The evolution of the human race has been going on for thousands of years, yet there is hardly any change in any human being’s basic needs. The need for food, clothing, and shelter is universally consistent amongst all of us; irrespective of what race, gender, culture, religion or nationality we belong to.

Having said that, why is it that we have evolved so rapidly in different directions, particularly if we review the influences of culture, race, religion and nationality on our lifestyles? I am sure anthropologists have studied these aspects at a much detailed level and can offer a lot more insight on the topic, yet on a psychological level this has a lot to do with how we see ourselves and how we wish to be seen. What I am trying to discuss here is that the very need of humans to be seen by others in a certain way or class or belief system etc.; is the very reason why brands were created.

If we take a closer look at brands we see reflections of personalities of different types. These personalities depict lifestyles, professions, belief systems, acceptance in social classes and much more. In essence, by creating brands human have actually provided directions of personality types which we associate with and develop a relationship with over a period of time. In other words brands also shape our opinions and belief systems, thereby playing an active role in the evolution of humans and societies. What is really important to note in this discussion is that we need to see brands at a much larger level than just cars, designer labels for clothing/accessories or FMCG’s.

The world of branding extends to anything and everything that we see around us. We can see how the term branding applies to Nations, Political Candidates, Social Causes, Educational Institutes, Competitions/Events, Evangelists…and the list goes on and on. The most important lesson here is that branding has the potential to change, adapt, give meaning and purpose to what matters to us. Thus it is time that we learn this art so that we can apply it in different walks of life to build the self-esteem of our nation, which needs rigorous image-lifting.
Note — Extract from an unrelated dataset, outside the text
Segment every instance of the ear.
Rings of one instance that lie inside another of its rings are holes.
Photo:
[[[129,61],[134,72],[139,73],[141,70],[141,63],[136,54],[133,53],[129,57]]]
I strongly feel that a nation with so much human capital and talent needs to channel itself in meaningful and purposeful belief systems. A lot of new and creative experimentation is taking place in our cinema industry, which I hope will open our minds towards new influences and perspectives that challenge norms. We have been too stagnant for too long; if there is a time this is it. We need to move with confidence and take bold actions to bring change; change that really influences and motivates towards affirmative action.